Brandon Enright told the Toorcon hacker conference in San Diego he had been following the Zhelatin Trojan's progress since July and believes its effects have been significantly reduced.
"The size of the network has been falling pretty rapidly and pretty consistently," Enright said.
The researcher pointed to a concerted email attack in July, when Storm is thought to have infected about 1.5 million PCs.
Enright said that out of these machines, around 200,000 were accessible by the Trojan writers at any time.
However, since July he said anti-virus vendors had worked hard to identify affected machines and clean them up, including an important addition to the Microsoft Malicious Software Removal tool.
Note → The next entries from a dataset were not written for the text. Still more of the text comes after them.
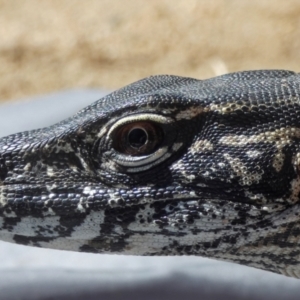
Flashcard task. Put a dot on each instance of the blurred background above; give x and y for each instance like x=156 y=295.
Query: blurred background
x=53 y=45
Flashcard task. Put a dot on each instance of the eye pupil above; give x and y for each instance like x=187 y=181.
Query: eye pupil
x=137 y=137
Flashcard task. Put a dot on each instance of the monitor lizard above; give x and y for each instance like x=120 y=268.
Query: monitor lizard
x=165 y=166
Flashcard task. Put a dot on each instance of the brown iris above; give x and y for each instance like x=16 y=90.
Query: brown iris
x=137 y=138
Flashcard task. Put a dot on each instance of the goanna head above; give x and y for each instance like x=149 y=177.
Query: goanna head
x=165 y=166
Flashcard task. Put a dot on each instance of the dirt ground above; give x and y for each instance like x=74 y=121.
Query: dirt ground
x=52 y=45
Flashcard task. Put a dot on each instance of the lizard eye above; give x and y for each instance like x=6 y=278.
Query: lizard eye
x=138 y=142
x=137 y=138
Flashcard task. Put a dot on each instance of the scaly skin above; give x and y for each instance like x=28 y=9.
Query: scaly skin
x=212 y=170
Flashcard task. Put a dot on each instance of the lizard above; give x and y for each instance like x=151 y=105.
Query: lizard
x=167 y=165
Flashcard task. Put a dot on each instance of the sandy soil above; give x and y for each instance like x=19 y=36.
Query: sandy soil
x=57 y=44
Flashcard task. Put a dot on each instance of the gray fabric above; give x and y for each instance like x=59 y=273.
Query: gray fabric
x=31 y=273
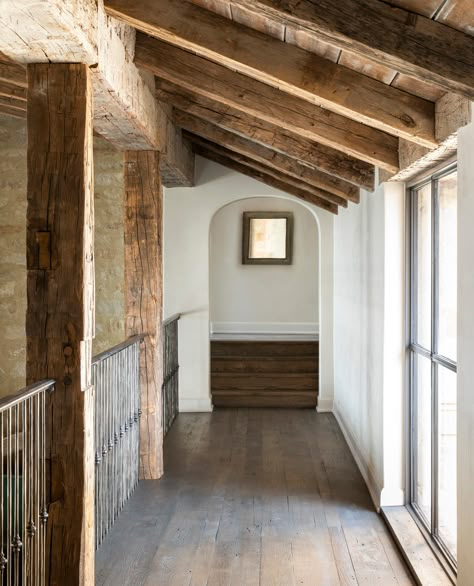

Those efforts had reduced the Storm network to just 160,000 PCs, with 20,000 infected computers available for use by the Trojan, Enright said.
His research was backed up by September's figures from security company Kaspersky.
Despite a rapid increase in August, where Kaspersky said reports put the botnet created by the worm at two million infected computers, the following month was very quiet.
"September was remarkably calm from this point of view," a Kaspersky spokesman said.
"Either the numbers were erroneous, or the authors of Zhelatin have decided to take a break until law enforcement agencies around the world direct their attention elsewhere."
The Trojan was named Storm Worm as it originally used a spam email touting news about high winds in Europe to spread to users.